Pour mener à bien cette répartition des fonctions, les deux cousins ont instauré des concertations. Chaque semaine tous deux se réunissent. « Nous analysons les problèmes en tête-à-tête. » S’il s’agit d’un problème concernant le retail, c’est Frans qui en aura la responsabilité finale. Mais s’il s’agit d’un problème relatif à un service de soutien, c’est à Jef de trouver la solution. D’autre part Frans et Jef se concertent mensuellement avec leurs directeurs et un conseil a lieu chaque mois avec tous les directeurs.
Travailler comme un bulldozer
Un duo à la tête d’une entreprise c’est bien, mais que se passe-t-il en cas de conflits ? Jef : « Nous travaillons ensemble depuis plus de vingt ans et je ne pense pas que nous ayons déjà eu de grands désaccords. A long terme nous arrivons toujours aux mêmes objectifs. Parfois l’approche pour atteindre l’objectif est différente, mais ce n’est pas grave. Si nous ne trouvons pas de solutions, nous fermons les portes et nous discutons jusqu’à trouver un accord. »
« Frans a plus d’intuition que moi », estime Jef Colruyt. « Il aborde les choses au feeling. Moi j’ai plutôt tendance à y réfléchir à deux fois, ensuite je prends une décisions et je travaille comme un bulldozer. » De son côté Frans qualifie Jef de « visionnaire qui voit les tendances à long terme. Moi je détecte plus facilement les dangers. »

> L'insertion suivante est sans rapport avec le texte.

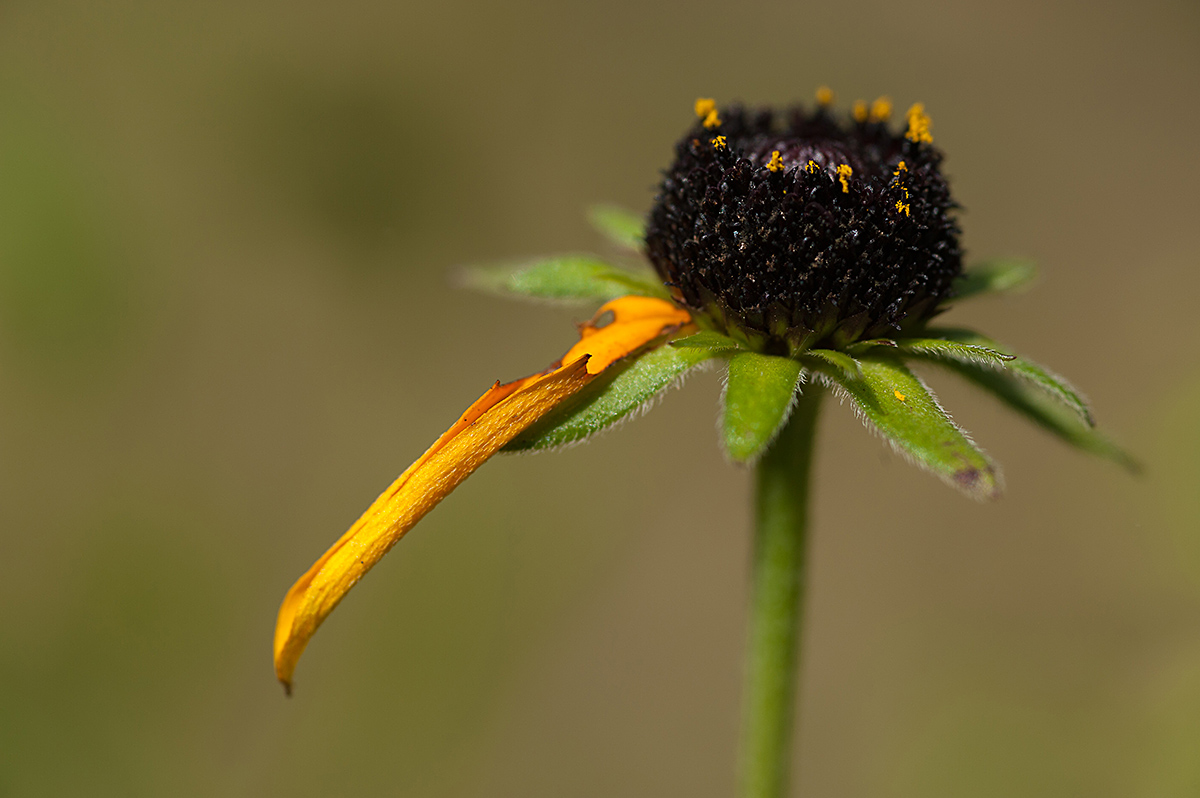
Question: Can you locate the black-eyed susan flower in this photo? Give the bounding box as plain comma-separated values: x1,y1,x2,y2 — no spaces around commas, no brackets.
275,89,1129,796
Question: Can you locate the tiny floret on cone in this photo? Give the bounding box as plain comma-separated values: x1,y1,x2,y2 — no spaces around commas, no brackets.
646,92,962,354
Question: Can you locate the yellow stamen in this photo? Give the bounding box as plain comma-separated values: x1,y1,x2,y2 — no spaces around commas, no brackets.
905,102,934,144
268,296,691,690
871,97,892,122
838,163,854,194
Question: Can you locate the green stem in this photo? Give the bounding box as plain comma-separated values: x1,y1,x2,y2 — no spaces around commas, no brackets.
742,383,824,798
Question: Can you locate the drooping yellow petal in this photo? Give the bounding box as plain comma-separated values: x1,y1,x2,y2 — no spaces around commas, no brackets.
275,296,691,691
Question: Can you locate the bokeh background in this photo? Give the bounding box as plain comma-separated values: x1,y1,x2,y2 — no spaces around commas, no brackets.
0,0,1200,798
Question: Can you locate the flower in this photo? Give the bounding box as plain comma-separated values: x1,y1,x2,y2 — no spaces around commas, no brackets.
275,89,1133,691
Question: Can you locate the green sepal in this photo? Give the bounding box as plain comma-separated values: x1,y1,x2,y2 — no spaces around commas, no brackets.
823,353,1000,499
503,338,715,451
950,258,1038,300
920,329,1096,426
462,254,667,302
670,330,742,352
802,349,863,379
895,338,1016,366
588,205,646,252
721,350,802,462
941,360,1141,473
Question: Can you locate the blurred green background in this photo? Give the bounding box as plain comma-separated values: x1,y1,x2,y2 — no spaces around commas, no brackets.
0,0,1200,798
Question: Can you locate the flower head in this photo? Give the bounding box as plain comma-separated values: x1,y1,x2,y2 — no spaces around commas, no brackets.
275,89,1132,686
646,98,962,354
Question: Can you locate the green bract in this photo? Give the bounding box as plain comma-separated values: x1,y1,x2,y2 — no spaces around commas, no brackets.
467,206,1136,499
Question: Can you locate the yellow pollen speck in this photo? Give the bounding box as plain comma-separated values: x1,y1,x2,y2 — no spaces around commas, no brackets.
838,163,854,194
871,97,892,122
905,102,934,144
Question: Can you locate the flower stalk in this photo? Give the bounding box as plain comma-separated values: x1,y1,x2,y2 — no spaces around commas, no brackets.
742,383,824,798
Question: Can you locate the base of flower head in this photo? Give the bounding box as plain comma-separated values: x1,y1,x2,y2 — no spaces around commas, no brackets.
646,101,961,353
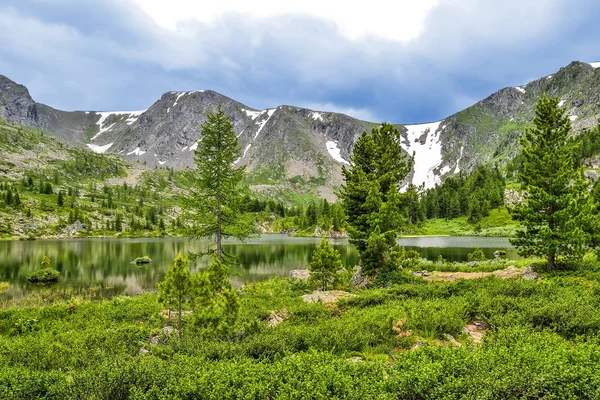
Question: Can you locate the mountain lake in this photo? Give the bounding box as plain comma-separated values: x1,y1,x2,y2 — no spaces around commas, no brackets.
0,235,519,296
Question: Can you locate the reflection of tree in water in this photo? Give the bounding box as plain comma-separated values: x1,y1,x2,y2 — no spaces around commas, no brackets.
0,235,512,292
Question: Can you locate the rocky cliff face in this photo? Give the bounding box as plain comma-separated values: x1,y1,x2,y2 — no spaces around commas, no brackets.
0,62,600,199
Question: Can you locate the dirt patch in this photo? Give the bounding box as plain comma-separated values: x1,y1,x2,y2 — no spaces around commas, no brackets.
302,290,356,303
463,319,488,343
290,269,310,281
420,266,539,282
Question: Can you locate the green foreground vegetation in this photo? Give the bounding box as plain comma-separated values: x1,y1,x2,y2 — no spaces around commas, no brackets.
0,97,600,399
0,266,600,399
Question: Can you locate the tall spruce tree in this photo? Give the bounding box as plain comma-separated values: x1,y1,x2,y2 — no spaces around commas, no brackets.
187,106,254,261
511,95,594,269
339,123,413,275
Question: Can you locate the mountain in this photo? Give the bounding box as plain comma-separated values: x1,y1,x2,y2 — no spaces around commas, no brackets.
0,62,600,199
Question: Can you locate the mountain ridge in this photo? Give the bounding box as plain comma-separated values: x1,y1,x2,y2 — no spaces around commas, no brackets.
0,61,600,199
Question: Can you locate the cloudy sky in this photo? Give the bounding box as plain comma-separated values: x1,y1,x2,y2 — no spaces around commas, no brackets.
0,0,600,123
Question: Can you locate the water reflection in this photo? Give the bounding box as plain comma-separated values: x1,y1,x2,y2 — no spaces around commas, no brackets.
0,235,516,295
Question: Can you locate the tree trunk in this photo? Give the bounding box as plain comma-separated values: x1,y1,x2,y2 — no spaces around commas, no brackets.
548,252,556,271
177,300,181,339
216,216,223,262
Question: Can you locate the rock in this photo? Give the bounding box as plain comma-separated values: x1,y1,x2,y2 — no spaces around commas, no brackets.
302,290,356,303
463,319,488,343
413,270,430,276
444,333,462,347
523,266,540,281
350,266,369,289
410,340,423,350
346,356,365,364
149,324,177,345
583,169,598,182
160,325,175,336
267,308,290,326
160,310,192,318
63,220,88,236
131,256,152,264
290,269,310,281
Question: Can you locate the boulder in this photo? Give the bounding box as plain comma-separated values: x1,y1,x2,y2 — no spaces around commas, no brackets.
302,290,356,303
267,308,290,326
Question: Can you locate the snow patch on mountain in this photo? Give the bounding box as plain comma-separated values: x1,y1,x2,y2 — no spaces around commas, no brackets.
310,111,323,121
91,110,146,140
125,110,146,125
454,146,465,174
402,121,442,189
325,140,350,165
173,92,188,108
233,144,252,164
87,143,113,154
242,108,264,121
253,108,277,140
127,147,146,156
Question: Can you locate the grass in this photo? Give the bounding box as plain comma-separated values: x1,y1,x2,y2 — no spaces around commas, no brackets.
406,207,519,237
0,266,600,399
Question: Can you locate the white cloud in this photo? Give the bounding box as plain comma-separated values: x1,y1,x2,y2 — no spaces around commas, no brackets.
134,0,439,42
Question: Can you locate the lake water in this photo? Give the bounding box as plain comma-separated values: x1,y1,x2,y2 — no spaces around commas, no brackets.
0,235,518,295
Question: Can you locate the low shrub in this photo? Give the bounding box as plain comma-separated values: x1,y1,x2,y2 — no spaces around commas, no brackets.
27,268,60,284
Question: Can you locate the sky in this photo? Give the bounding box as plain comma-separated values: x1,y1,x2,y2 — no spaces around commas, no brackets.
0,0,600,123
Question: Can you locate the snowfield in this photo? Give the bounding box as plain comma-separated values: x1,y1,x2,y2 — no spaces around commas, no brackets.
325,140,350,165
454,146,465,174
402,121,447,189
91,110,146,140
252,108,277,141
242,108,263,121
127,147,146,156
310,111,323,121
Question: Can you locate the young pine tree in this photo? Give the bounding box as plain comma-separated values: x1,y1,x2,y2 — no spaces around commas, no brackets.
308,238,342,290
511,95,595,269
339,123,413,275
188,106,254,261
157,253,199,337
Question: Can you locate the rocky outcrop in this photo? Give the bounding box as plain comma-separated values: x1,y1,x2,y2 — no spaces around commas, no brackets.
0,62,600,198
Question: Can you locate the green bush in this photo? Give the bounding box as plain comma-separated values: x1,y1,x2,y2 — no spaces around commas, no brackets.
467,247,486,261
27,268,60,283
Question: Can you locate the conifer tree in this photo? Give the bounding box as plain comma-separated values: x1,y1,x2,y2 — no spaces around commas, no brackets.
339,123,412,275
308,238,342,290
188,106,254,261
511,95,595,269
56,190,65,207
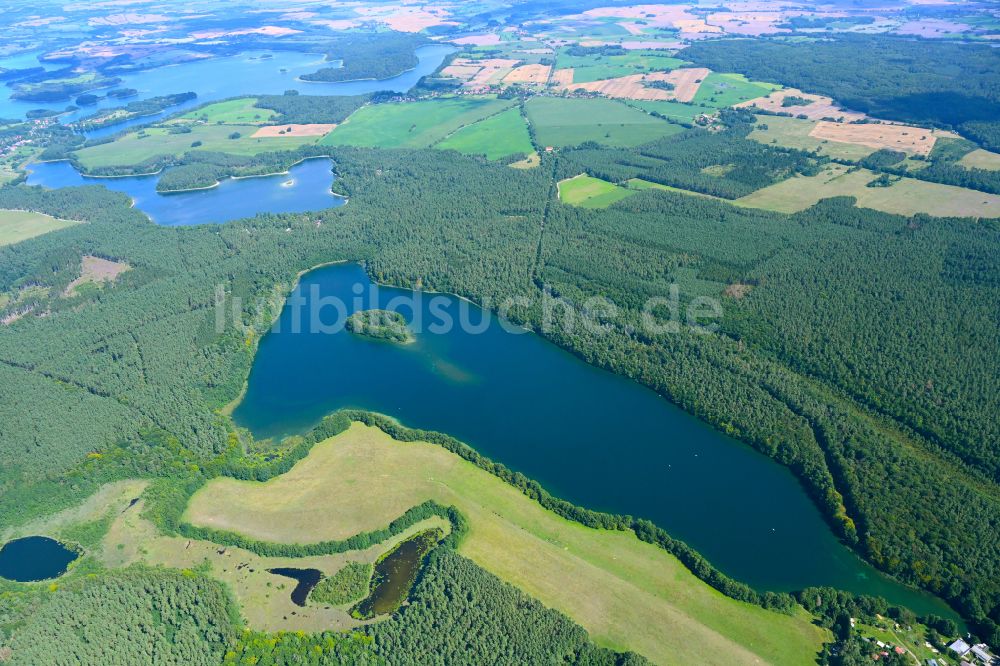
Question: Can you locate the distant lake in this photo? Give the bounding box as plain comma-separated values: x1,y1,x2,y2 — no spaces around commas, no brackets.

« Ces derniers mois nous avons énormément travaillé. Nous nous sommes interrogés sur l’essence de notre entreprise : nous sommes retournés aux valeurs de base de notre fondateur et nous nous sommes demandés si elles étaient encore valables aujourd’hui. Après de multiples réunions nous avons défini notre mission : créer ensemble une plus-value durable dans le retail, grâce à un savoir-faire basé sur des valeurs », déclare Jef.
« Nous développons un processus de réflexion stratégique. Que se passera-t-il par exemple si tous les Chinois se mettent à manger de la viande : la valeur de nos produits alimentaires doublera ou triplera. Comment nos fournisseurs doivent-ils réagir face à une telle situation et que pouvons-nous faire, nous ? Devons-nous adapter notre offre ? Ou encore : une grande partie de notre alimentation disparaît dans la poubelle, est-ce normale ? Que pouvons-nous faire en tant que distributeur pour empêcher cela ? »
Bio-Planet par exemple est une chaîne qui répond à la tendance actuelle d’une alimentation saine. C’est pourquoi de nouveaux points de vente seront ouverts sous cette enseigne : en décembre un nouveau magasin ouvrira ses portes le long de la chaussée de Boom à Wilrijk, et ensuite d’autres ouvertures de magasins sont prévues en Wallonie. Sur le long terme la famille Colruyt envisage un réseau de 30 à 40 magasins, une très nette augmentation par rapport aux sept points de vente que comptait l’enseigne à la fin de l’année comptable précédente.
Une réorganisation permanente
Selon Frans « tout est en mouvement. J’ai d’ailleurs l’impression que nous sommes en réorganisation en permanence. C’est pourquoi nous devons être sûrs de ce que nous sommes, de ce que nous voulons représenter et de ce que nous voulons atteindre. Une mauvaise collaboration entraîne une énorme perte d’énergie. »
« Nous avons d’ailleurs mis sur pied un groupe de travail qui a pour mission de repenser les magasins en partant de zéro. Un autre groupe de travail se charge de trouver d’éventuelles solutions pour les magasins où la shopping experience se dégrade parce qu’il y a trop de monde », indique-t-il.
Condamnés d’avance
Pour terminer, le duo a souhaité revenir sur quelques thèmes d’actualité dans le secteur retail, notamment concernant les ententes sur les prix pratiquées jusqu’en 2007 dans certains supermarchés sur des produits de droguerie. « Apparemment nous sommes déjà condamnés. Mais nous attendons le jugement. Nous n’avons rien à nous reprocher. Aujourd’hui je suis sûr que tout est en ordre à 100%. », commente Jef Colruyt.
Les cousins Colruyt ont même fait l’éloge de leur concurrent. « Gérard Lavinay est le premier patron chez Carrefour, qui comprend le marché belge et qui sait comment gérer le dialogue social. », conclut Frans Colruyt.